Se da una parte i social sembrano rappresentare il regno di un troppo pieno che surclassa, invade e fagocita le ben più vulnerabili vite umane, che lì disperdono molta parte di se stesse e del proprio tempo, nella nuda realtà dell’esistente si ha l’impressione che la scena politica di questo paese si sia ridotta a niente.

Un niente colmato da una quantità spropositata e inverosimile di sciocchezze e stupidità.

La consapevolezza sembra essere diventata in Italia una virtù estremamente rara, mentre al contrario abbonda il distacco dalla realtà.

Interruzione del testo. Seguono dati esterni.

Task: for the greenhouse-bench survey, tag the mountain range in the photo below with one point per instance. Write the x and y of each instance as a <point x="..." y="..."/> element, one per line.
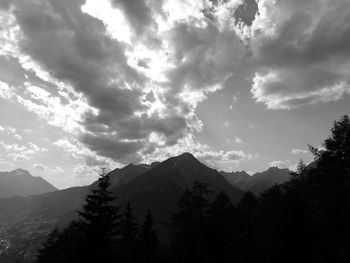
<point x="20" y="182"/>
<point x="25" y="221"/>
<point x="258" y="182"/>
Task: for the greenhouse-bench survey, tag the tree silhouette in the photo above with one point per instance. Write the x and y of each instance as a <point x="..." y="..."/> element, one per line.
<point x="223" y="230"/>
<point x="128" y="244"/>
<point x="187" y="226"/>
<point x="91" y="238"/>
<point x="99" y="220"/>
<point x="148" y="240"/>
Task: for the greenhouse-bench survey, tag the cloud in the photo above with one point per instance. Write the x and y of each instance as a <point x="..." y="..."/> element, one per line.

Come sospinti da un’onda che conduce sempre più al largo, i ministri e i loro sostenitori trascinano la dimensione pubblica di questo paese sempre più lontano dal reale, secondo un movimento autoindotto, autoesaltato e autoreferenziale del tutto incurante di quanto accade. Il debito? Chi se ne importa. Lo spread? Non è vero. L’Unione europea? Non esiste.

In sostanza, una condizione di voluta follia unita ad una straripante stupidità.

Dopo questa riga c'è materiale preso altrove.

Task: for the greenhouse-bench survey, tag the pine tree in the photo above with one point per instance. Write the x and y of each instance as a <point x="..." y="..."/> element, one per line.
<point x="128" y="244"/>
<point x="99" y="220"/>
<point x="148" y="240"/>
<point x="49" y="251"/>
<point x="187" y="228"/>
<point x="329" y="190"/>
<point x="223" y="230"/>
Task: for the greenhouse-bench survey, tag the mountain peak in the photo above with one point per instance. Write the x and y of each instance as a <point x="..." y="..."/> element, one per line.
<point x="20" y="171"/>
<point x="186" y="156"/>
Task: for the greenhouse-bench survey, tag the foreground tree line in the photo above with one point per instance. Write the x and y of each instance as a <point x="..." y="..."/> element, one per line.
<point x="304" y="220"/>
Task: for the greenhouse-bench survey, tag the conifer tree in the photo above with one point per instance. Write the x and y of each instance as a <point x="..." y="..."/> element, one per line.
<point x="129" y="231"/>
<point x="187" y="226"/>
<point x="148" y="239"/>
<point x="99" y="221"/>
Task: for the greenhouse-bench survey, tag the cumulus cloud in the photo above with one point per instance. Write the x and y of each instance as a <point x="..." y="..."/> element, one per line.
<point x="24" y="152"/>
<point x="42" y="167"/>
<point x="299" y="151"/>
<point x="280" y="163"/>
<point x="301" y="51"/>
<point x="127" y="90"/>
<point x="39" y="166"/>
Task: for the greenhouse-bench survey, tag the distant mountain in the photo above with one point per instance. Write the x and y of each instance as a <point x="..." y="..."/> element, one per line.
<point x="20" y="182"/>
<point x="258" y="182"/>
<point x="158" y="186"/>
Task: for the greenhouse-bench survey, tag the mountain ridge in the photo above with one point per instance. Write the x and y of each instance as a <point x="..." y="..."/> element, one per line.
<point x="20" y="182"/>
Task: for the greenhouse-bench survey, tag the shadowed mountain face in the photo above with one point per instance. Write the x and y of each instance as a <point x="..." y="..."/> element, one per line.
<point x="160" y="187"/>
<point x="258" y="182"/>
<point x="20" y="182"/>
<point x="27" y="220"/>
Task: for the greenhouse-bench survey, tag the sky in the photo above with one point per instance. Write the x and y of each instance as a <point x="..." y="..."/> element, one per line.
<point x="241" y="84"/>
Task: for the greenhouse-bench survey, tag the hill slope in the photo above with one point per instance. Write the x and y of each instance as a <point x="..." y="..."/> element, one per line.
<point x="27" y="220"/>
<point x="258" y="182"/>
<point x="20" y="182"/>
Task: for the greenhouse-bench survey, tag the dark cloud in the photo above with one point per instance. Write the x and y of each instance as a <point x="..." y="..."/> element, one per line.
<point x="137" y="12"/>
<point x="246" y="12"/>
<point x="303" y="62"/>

Con buona pace di chi pensa che il proprio pensiero abbia più potere sulla realtà o che la sgradevolezza di certi documenti possa sparire sotto la suola delle proprie scarpe, il reale prima o poi si impone. Una legge inderogabile della nostra vita sulla terra è, infatti, che quanto più la realtà viene negata, tanto più essa si rivelerà con sconcertante drammaticità.

Questa incredibile stupidità, che sembra spandersi ad ogni livello della vita pubblica, e che in senso arendtiano si può intendere come incapacità di riflettere sulle cose del mondo e su stessi, sembra aver guadagnato in Italia un ruolo di tutto rispetto, procedendo con gran dignità, con fare baldanzoso e splendido, tra i politici e la massa.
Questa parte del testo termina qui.